特集 熱傷
1.はじめに—熱傷診療は特別なものではない
大須賀 章倫
1
,
真弓 俊彦
2
Akinori OSUKA
1
,
Toshihiko MAYUMI
2
1独立行政法人地域医療機能推進機構中京病院 救急科
2独立行政法人地域医療機能推進機構中京病院 ICU診療部
pp.179-180
発行日 2023年4月1日
Published Date 2023/4/1
DOI https://doi.org/10.11477/mf.3102201069
- 有料閲覧
- 文献概要
- 参考文献
熱傷診療は急性期の輸液管理に始まり,呼吸・循環管理,手術療法,感染管理,栄養管理,リハビリテーションと集学的な治療を要する。熱傷診療は侵襲学や外傷学の基本であり,熱傷研究からこれらの知見が集積されてきた。まさに熱傷診療は“King of Intensive Care”なのである。しかしながら,我が国では重症熱傷患者の診療は,専門施設であっても年間10例程度であり,多くは数例にとどまっている1)。このような環境において,熱傷診療の質を改善するのは施設単位では困難であることが推測される。そこで2021年に日本熱傷学会から出版された『熱傷診療ガイドライン〔改訂第3版〕』2)が参考になるので,ぜひ一読していただきたい。本ガイドラインから明らかになったことは,熱傷診療に対する確立した「エビデンス」というものの少なさである。

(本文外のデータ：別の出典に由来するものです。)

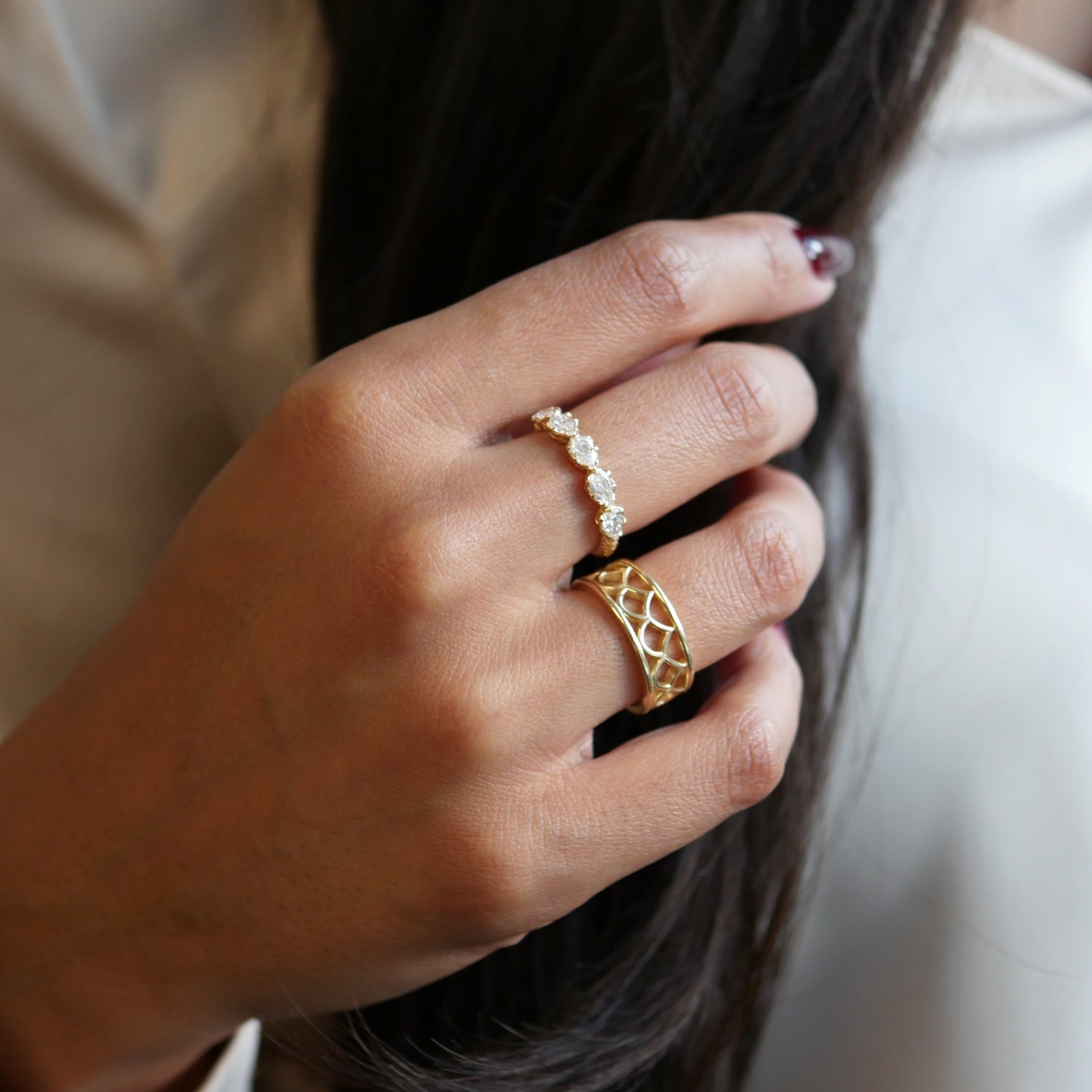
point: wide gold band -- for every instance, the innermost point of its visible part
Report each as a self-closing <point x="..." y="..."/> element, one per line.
<point x="653" y="628"/>
<point x="585" y="456"/>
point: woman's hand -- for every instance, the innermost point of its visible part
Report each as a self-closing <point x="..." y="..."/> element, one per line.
<point x="340" y="747"/>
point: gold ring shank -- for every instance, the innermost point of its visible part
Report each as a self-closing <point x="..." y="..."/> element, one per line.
<point x="652" y="626"/>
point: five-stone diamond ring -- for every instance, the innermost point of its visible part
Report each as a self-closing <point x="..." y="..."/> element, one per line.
<point x="598" y="483"/>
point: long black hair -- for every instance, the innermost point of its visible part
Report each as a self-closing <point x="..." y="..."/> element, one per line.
<point x="469" y="140"/>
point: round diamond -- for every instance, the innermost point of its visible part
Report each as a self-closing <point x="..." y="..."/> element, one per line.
<point x="561" y="424"/>
<point x="583" y="451"/>
<point x="601" y="486"/>
<point x="611" y="522"/>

本特集の目的は,熱傷診療に不慣れな施設であっても,最善の熱傷診療が提供されるために,現在の最新の知見を共有することにある。エキスパートの知見は間違いなく「エビデンス」の一端を担うものであり,その蓄積により医療の質が改善してきたことは言うまでもない。そのために診療の最前線に立たれている専門家に無理を言って執筆をお願いした。一方で,偏った意見にならないように,編者および査読者と協議し,私見を削除するのではなく,私見であることを明確にするように努めた。内容は,疫学から熱傷の病態生理,治療戦略と多岐にわたり,我が国の集中治療医に知っておいてほしいことを網羅したつもりである。